Thursday, April 26, 2012

Smart Reading and Storing of Files

I often run into tools that move files around (back-up solutions or cloud storage solutions or file copy utilities) that don't support some core NTFS features like alternate data streams. This lack of support for a very useful feature (just think about how many different file formats are out there that provide little value besides adding support for storing metadata along with the main data stream) is very frustrating.

Anyway, from looking at various applications that don't support this I see two main reasons for it. One is that they're multi-platform apps that only support the common feature set between all the platforms (which makes sense in some cases but doesn't really make much sense in other cases). The other reason is that I suspect people just don't want to have to deal with enumerating alternate data streams and then coming up with a mechanism to serialize them into a single file. On the other hand, most such solutions must read other file metadata and preserve it, such as file attributes, timestamps and so on, which I suspect they do on their own, using various Windows APIs that provide that functionality. Smarter solutions need to also deal with sparse files (it would be pretty stupid for a cloud storage solution to ignore the file system information that a large chunk of a file is all 0s and instead use bandwidth to transfer those) and possibly even hardlinks and reparse points.

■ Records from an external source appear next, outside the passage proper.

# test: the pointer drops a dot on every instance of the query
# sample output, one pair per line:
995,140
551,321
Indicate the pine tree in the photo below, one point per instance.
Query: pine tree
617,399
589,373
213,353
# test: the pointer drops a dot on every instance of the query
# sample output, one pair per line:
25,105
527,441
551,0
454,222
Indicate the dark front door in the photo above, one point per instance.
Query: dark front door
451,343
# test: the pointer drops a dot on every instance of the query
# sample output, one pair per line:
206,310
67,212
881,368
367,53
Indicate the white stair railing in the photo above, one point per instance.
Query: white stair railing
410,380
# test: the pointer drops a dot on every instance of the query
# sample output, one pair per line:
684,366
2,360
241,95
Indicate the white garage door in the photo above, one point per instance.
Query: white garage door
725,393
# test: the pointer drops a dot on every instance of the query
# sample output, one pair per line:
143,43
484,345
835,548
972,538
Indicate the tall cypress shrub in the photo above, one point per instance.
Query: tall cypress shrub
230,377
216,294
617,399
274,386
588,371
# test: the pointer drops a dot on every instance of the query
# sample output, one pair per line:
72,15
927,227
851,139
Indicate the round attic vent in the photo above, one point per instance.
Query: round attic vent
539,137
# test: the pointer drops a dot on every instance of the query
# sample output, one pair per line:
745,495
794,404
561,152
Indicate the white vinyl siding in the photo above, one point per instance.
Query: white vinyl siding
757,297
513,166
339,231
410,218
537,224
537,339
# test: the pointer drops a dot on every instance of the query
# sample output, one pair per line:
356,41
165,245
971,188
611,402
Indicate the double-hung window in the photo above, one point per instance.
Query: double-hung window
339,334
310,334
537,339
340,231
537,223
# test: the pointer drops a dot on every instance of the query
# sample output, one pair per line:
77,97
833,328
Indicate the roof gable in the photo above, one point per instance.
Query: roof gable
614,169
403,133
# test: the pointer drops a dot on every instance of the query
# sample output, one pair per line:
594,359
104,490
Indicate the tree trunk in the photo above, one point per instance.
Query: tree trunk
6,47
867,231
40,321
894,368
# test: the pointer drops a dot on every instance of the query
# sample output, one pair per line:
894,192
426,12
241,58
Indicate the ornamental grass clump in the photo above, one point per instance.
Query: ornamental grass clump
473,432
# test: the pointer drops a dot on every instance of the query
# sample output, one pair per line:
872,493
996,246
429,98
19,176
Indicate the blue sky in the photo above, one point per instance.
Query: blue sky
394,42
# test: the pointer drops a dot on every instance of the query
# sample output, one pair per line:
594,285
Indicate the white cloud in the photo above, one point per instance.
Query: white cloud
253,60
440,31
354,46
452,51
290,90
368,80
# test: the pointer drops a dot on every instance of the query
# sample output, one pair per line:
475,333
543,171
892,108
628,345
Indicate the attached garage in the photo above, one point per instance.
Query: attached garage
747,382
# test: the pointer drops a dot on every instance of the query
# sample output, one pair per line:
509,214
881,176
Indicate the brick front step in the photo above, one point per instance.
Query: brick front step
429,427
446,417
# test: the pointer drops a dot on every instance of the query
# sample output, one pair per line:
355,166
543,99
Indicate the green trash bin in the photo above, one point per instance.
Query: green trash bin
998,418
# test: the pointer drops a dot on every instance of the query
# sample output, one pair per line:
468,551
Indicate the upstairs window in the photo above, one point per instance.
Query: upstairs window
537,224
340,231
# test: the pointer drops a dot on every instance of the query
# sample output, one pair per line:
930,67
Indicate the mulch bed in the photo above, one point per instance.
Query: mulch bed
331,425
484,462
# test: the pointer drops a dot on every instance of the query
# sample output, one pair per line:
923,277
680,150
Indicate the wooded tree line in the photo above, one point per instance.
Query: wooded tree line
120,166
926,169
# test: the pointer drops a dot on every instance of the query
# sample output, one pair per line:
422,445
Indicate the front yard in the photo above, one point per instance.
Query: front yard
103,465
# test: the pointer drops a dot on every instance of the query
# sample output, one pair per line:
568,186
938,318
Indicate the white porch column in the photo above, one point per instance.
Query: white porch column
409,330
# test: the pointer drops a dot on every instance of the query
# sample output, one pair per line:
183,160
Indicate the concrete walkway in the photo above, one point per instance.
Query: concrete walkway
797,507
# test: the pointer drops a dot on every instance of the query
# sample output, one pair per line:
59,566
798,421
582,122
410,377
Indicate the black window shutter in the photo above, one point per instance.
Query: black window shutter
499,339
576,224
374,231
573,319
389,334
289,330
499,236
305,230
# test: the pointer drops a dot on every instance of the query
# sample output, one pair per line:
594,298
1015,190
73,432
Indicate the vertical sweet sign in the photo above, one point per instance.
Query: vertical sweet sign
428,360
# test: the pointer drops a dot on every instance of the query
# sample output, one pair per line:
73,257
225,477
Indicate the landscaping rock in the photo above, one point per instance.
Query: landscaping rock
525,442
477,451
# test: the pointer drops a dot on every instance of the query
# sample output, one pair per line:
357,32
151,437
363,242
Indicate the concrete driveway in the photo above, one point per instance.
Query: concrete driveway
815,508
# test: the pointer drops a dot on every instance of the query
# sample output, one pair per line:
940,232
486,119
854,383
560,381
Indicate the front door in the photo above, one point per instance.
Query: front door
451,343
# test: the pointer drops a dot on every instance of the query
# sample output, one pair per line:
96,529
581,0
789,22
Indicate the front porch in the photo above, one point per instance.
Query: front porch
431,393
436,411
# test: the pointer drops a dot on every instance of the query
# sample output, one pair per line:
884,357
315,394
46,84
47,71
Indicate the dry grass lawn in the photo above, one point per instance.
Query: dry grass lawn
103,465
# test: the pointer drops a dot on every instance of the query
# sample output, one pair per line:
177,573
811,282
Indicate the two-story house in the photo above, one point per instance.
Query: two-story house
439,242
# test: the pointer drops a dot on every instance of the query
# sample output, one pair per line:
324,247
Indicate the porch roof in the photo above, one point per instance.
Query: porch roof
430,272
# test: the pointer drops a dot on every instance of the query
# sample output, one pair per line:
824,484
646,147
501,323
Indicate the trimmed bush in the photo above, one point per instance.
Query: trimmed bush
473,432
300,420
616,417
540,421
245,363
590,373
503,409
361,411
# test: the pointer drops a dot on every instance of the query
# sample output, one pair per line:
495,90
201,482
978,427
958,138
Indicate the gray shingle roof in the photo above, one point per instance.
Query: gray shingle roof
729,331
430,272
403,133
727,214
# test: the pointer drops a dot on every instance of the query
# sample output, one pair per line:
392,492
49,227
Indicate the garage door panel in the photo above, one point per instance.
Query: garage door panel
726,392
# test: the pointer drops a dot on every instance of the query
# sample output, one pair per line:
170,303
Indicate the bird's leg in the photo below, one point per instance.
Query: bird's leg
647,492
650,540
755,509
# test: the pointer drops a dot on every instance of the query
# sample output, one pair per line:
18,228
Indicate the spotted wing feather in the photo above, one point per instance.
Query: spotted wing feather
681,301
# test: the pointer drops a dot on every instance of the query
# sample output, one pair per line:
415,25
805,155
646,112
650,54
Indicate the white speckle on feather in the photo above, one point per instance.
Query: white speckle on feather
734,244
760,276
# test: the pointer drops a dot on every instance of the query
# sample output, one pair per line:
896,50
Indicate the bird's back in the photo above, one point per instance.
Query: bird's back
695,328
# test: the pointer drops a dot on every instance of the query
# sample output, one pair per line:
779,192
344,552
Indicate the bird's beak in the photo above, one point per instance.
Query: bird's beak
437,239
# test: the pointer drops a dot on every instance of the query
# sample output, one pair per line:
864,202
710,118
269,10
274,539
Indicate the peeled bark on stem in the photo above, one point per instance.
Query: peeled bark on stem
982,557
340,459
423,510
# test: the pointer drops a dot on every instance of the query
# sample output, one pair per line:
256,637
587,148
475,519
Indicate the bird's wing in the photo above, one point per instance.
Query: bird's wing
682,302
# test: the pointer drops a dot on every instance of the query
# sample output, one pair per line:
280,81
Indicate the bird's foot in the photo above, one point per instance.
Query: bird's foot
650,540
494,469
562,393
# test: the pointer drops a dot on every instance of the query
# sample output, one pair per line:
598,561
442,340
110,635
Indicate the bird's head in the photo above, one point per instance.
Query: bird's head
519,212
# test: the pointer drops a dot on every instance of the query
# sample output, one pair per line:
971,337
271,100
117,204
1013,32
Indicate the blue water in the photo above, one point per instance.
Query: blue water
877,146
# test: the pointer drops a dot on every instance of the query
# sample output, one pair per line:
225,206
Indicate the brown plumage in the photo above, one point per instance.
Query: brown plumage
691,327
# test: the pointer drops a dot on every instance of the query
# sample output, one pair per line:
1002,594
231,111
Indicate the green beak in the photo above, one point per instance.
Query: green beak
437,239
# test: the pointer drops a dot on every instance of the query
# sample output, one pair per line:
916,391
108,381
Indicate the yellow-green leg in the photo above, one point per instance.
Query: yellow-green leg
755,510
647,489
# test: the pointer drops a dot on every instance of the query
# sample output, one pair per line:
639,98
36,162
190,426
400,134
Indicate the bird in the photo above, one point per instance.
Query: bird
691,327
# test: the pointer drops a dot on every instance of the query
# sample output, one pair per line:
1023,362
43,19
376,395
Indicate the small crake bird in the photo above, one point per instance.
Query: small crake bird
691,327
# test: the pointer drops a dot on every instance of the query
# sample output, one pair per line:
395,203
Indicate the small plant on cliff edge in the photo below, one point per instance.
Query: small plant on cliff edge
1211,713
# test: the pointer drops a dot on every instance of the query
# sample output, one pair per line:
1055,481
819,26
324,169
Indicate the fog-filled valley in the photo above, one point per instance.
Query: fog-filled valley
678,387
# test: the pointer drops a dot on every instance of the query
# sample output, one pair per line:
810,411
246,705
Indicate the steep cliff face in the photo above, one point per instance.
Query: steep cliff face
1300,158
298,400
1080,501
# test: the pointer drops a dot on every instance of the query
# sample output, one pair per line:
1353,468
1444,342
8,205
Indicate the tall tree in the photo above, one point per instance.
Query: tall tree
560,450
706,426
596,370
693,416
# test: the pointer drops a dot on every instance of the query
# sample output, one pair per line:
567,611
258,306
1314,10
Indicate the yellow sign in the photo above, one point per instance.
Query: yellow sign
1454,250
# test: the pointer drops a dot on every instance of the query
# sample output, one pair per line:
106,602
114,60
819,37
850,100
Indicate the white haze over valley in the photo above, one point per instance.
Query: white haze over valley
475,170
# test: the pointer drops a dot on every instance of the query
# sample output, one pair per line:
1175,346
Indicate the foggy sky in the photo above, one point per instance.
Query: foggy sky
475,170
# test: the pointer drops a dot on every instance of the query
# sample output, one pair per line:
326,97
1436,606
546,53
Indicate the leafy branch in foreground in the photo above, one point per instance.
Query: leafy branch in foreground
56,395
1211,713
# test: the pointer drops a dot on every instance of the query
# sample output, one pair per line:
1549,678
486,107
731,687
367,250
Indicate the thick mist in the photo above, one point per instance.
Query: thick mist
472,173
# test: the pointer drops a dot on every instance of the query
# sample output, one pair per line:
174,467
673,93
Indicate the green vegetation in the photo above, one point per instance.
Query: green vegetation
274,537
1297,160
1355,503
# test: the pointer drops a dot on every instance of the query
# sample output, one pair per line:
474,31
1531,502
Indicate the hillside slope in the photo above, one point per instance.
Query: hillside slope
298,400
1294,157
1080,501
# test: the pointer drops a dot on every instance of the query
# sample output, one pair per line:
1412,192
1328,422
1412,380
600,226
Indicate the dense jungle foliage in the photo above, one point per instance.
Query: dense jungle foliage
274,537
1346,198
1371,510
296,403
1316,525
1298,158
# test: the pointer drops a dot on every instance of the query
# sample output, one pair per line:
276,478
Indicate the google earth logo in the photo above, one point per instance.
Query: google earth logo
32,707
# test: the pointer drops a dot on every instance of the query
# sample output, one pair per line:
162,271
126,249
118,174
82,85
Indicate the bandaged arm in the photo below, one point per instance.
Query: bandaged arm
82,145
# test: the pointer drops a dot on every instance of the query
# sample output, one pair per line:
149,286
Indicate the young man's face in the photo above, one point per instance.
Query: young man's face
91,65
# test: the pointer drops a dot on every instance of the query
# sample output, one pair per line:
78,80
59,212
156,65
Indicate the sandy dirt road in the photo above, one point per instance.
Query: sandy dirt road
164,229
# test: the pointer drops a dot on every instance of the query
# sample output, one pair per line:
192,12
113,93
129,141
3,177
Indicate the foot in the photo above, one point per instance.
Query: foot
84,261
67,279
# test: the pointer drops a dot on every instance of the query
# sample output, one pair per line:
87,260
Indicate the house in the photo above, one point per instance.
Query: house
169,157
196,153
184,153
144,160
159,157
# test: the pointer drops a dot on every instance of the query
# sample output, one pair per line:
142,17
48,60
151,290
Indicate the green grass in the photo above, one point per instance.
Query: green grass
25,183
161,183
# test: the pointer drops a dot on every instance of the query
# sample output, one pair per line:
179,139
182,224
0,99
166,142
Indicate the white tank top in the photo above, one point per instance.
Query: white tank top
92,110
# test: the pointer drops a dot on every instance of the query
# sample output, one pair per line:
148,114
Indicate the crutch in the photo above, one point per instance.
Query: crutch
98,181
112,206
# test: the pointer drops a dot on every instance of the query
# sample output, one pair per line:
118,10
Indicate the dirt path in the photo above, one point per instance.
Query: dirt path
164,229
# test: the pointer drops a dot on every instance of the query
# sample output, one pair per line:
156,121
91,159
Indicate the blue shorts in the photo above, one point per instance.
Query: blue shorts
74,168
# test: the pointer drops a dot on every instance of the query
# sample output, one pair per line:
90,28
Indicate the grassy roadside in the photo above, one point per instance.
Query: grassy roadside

Fortunately, this is simpler that it sounds, at least on Windows :). There is a set of Windows APIs that operate on a stream of data that describes a file complete with alternate data streams information and sparse blocks information and security information and so on. This stream is formatted in a way that allows the caller to understand what type of data each part of the stream represents. The API set even allows skipping certain types of file data that is not relevant to the caller. The APIs I'm referring to are referred to as the Backup APIs:

There is also the WIN32_STREAM_ID structure, which describes the information that follows the structure in the stream and allows for figuring out whether the stream is interesting for the caller, how long it is and so on.

These APIs allow the caller to read the file contents and metadata as a long stream of bytes, skip through the stream and write all the information back as one stream of bytes. Moreover, since the information is formatted it's also possible that when reading the data only a certain type of data is read. For example, let's discuss a solution that archives data to some cloud storage and then wants to read the data into a file on an OS different than Windows. It's quite easy to keep track in some database of the information of where the main data stream begins and how long it is so that it can only download that information for that platform.

There is quite a bit of documentation on these APIs and on what a backup solution should do with them and so on. There are some documents under the [MS-BKUP]: Microsoft NT Backup File Structure page and even a basic sample, Creating a Backup Application.

So please, next time you run across a solution that doesn't handle sparse files or alternate data streams or some other such features, feel free to point the developers to these APIs :)